Non rintracciai espressioni gergali nel libro di Luciano Lutring, “Il solista del mitra”, titolo ispirato al nomignolo affibbiato negli anni Sessanta dal capocronista de “Il Corriere della Sera” Antonio Di Bella al personaggio diventato in carcere pittore e uomo onesto: nell’androne di uno stabile dal quale si vociferava fosse passato Lutring, venne rinvenuta la custodia di un violino, e la circostanza accese la fantasia del futuro direttore del quotidiano di via Solferino. Per inciso, in quel libro l’autore abbozza il ritratto del maresciallo Ferdinando Oscuri, “cintura nera di judo e terrore della malavita milanese. Il maresciallo era un uomo alto un metro e ottanta circa con capelli lisci castani tirati indietro, aveva uno sguardo duro, tanti davanti a lui tremavano, solo che lui li guardava in faccia e fu lui con i suoi superiori che eliminarono tante bande nel 1945 alla fine della guerra, e fu lui che tolse di mezzo i miei cugini…e le loro bande”… Compresa – aggiungo - quella di un bandito detto gentiluomo… (dava la mancia ai cassieri delle banche che rapinava), claudicante come “el Dondina”. Ma definisce “cok” il ricettatore; e la banda “gang”, voce appartenente al linguaggio mafioso italo-statunitense.

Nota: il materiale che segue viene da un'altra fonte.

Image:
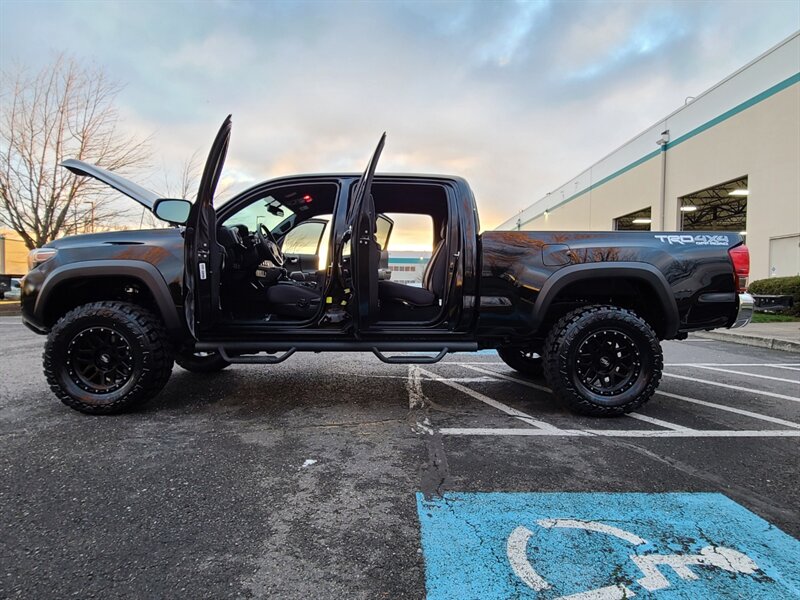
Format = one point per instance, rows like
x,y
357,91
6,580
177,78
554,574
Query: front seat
x,y
433,280
289,299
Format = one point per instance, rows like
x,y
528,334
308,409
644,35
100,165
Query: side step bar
x,y
415,359
249,352
255,359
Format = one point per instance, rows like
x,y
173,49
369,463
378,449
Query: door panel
x,y
202,253
365,253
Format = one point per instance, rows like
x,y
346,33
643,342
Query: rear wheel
x,y
603,361
526,362
106,357
201,362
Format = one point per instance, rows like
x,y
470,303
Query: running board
x,y
251,352
258,359
414,359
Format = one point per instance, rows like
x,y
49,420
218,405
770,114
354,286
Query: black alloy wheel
x,y
602,361
100,360
106,357
607,362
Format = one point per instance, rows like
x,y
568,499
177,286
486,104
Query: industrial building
x,y
728,160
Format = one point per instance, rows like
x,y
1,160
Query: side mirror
x,y
172,210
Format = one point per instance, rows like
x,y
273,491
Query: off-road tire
x,y
146,348
602,334
521,361
212,362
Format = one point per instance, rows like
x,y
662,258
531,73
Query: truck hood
x,y
150,237
132,190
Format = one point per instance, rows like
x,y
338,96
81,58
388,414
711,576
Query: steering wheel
x,y
269,245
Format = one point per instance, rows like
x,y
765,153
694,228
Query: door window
x,y
304,239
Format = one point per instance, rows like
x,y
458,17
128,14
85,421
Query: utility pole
x,y
664,143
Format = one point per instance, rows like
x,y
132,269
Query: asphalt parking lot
x,y
313,478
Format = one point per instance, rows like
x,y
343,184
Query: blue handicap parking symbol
x,y
603,546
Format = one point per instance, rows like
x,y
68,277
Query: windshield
x,y
267,211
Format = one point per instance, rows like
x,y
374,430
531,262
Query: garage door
x,y
784,256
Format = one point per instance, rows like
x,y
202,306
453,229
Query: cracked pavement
x,y
208,491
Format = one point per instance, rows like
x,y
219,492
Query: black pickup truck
x,y
299,264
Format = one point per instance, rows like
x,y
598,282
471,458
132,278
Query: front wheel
x,y
107,357
603,361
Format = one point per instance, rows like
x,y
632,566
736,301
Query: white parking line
x,y
735,387
778,365
638,433
491,402
508,378
738,411
659,422
645,418
745,374
670,429
789,367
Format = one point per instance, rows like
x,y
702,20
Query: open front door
x,y
202,253
365,254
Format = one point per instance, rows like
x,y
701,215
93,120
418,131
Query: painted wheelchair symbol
x,y
653,579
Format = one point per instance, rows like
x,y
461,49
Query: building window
x,y
635,221
719,208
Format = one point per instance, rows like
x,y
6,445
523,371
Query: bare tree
x,y
65,111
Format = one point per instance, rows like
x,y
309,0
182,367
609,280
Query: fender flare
x,y
643,272
145,272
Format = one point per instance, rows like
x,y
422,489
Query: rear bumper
x,y
745,311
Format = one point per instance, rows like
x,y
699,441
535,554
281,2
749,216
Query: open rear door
x,y
202,253
365,255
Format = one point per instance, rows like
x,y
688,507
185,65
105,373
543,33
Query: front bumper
x,y
745,311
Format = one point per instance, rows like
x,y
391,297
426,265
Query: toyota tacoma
x,y
299,264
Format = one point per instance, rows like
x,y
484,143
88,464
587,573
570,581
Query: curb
x,y
751,340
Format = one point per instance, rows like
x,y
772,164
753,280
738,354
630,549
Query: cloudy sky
x,y
517,97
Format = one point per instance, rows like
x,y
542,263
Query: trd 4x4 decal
x,y
698,240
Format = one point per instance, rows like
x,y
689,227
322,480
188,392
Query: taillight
x,y
740,257
39,255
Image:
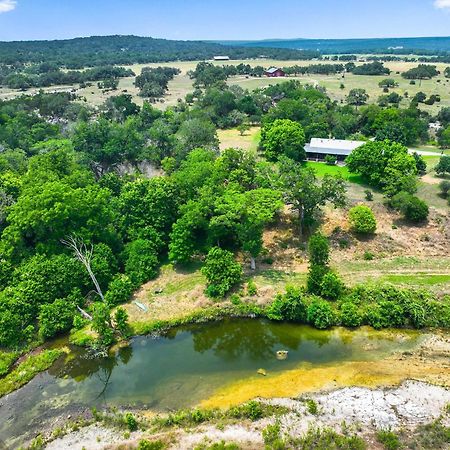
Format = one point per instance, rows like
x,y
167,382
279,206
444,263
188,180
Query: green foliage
x,y
121,321
141,261
222,272
412,208
362,220
315,278
320,314
289,306
144,444
56,317
311,406
101,323
318,250
28,369
331,286
251,410
131,422
443,167
383,164
350,315
388,439
119,291
272,437
327,439
283,137
252,290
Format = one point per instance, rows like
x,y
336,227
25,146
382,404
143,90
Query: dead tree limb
x,y
84,255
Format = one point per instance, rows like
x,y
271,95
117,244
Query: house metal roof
x,y
332,146
272,70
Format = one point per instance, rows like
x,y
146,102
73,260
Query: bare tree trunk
x,y
84,313
84,255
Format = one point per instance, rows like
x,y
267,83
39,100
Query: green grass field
x,y
182,84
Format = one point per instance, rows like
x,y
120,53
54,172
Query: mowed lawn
x,y
182,84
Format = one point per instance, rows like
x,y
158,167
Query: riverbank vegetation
x,y
94,201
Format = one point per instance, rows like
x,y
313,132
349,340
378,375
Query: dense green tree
x,y
283,137
443,167
222,272
357,97
362,220
303,191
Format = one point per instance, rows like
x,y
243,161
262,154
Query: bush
x,y
444,187
142,261
330,160
389,440
144,444
251,289
121,321
331,286
131,422
412,208
315,278
368,195
319,250
350,315
289,306
320,314
362,220
119,290
56,317
222,272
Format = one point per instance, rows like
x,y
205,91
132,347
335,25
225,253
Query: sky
x,y
223,19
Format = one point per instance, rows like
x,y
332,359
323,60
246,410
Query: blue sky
x,y
223,19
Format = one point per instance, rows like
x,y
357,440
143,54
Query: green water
x,y
183,367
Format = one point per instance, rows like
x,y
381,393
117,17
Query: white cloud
x,y
7,5
442,4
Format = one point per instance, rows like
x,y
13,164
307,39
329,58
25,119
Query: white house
x,y
318,148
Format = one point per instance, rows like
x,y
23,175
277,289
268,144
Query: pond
x,y
184,367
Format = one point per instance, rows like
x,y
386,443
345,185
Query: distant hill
x,y
101,50
424,45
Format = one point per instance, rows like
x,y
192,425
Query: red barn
x,y
274,72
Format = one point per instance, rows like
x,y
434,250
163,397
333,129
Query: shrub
x,y
289,306
319,250
444,187
350,315
315,278
331,286
142,261
222,272
320,314
272,437
362,220
413,209
56,317
251,288
388,439
121,320
101,323
144,444
131,422
330,160
119,290
368,195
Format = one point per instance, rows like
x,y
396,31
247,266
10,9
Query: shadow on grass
x,y
273,275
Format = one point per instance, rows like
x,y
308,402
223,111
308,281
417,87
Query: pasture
x,y
182,84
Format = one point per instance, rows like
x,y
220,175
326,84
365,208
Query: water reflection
x,y
183,367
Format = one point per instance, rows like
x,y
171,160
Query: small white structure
x,y
318,148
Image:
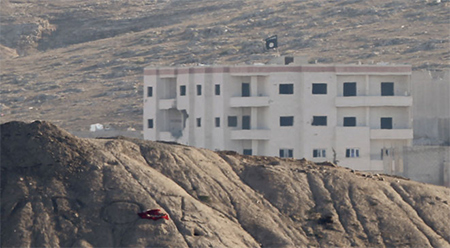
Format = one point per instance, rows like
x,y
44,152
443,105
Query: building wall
x,y
265,105
428,164
431,111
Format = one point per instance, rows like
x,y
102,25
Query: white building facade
x,y
354,114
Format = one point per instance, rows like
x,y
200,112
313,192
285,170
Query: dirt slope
x,y
76,63
60,190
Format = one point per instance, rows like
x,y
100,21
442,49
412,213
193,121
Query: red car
x,y
153,214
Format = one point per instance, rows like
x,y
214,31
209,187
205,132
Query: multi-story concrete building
x,y
354,114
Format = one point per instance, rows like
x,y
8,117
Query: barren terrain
x,y
60,190
76,63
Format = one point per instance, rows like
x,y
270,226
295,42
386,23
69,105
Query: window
x,y
387,89
349,121
232,121
217,121
350,89
286,153
286,121
150,123
247,152
246,122
286,89
217,89
352,153
182,90
319,153
319,89
386,122
149,91
245,89
319,121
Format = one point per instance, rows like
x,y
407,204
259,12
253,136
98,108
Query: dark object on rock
x,y
327,219
153,214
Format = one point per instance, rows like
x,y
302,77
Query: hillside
x,y
76,63
60,190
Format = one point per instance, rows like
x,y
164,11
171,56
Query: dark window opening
x,y
286,121
232,121
246,122
286,153
319,121
182,90
349,121
217,121
387,89
217,89
386,122
245,89
350,89
288,60
150,123
286,89
247,151
319,89
149,91
319,153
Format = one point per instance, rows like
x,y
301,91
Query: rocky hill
x,y
81,62
60,190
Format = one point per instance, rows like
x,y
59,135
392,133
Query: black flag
x,y
272,42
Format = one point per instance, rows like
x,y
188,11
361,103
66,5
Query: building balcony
x,y
391,134
374,101
167,103
251,134
250,101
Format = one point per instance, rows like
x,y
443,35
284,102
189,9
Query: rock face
x,y
60,190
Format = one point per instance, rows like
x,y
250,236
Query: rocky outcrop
x,y
59,190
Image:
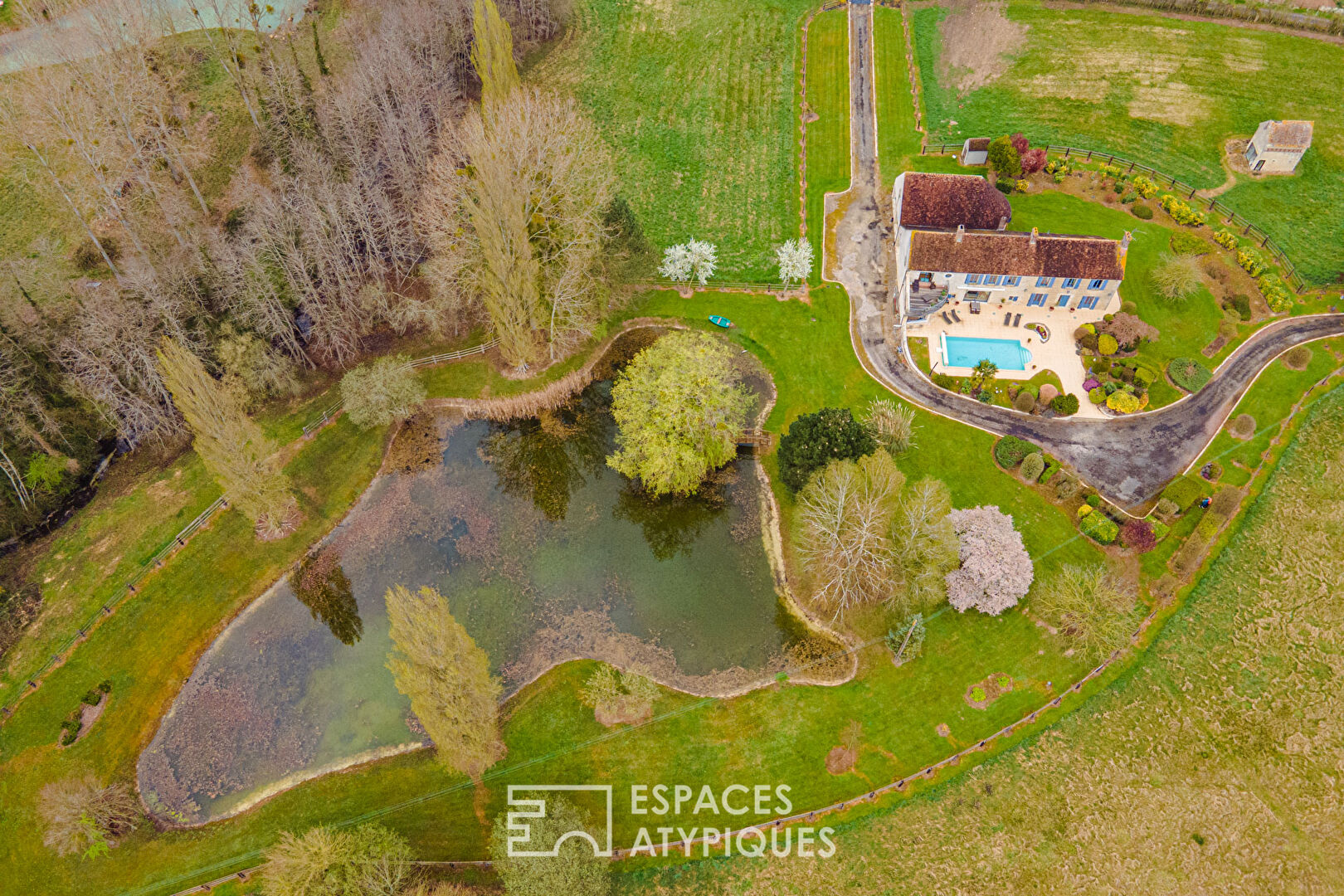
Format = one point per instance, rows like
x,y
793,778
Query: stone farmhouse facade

Uno dei cancelli del carcere
Paolo Valera, giornalista e scrittore, frequentatore degli ambienti degli Scapigliati milanesi, autore del romanzo “La folla”, elogiato da Emile Zola, soffermandosi in “Milano sconosciuta” sulla locanda del Berrini, che tra le seicento aperte a Milano nel 1874 “era la più famigerata” (tra l’altro – afferma – “vi si sono coricati quasi tutti gli inquilini che popolavano alternativamente la Polla”, carcere di via Santa Margherita demolito nel 1888), dice “sveglia”: sorveglianza della polizia; “piè”: soldi; “introibo”: porta d’ingresso; “bombola” o “bugliolo”: a suo tempo una vergogna che nelle celle prendeva il posto del cesso…. E anche nel capitolo in cui delinea l’irreprensibile, esemplare figura del Dondina, da lui definito “il Vidocq milanese dei locch” per l’attività svolta da colui che dopo essere stato tra l’altro il re delle evasioni creò e per un certo periodo guidò la gendarmeria francese, usa “fondeur” per borsaioli, “stecch”, per coltello, “goga”, per buffetto, “stacchett” per borsellino… Paolo Valera, nato a Como nel 1850, morì a Milano nel ’26, epoca in cui quel linguaggio pittoresco era la norma nella giungla della malandra.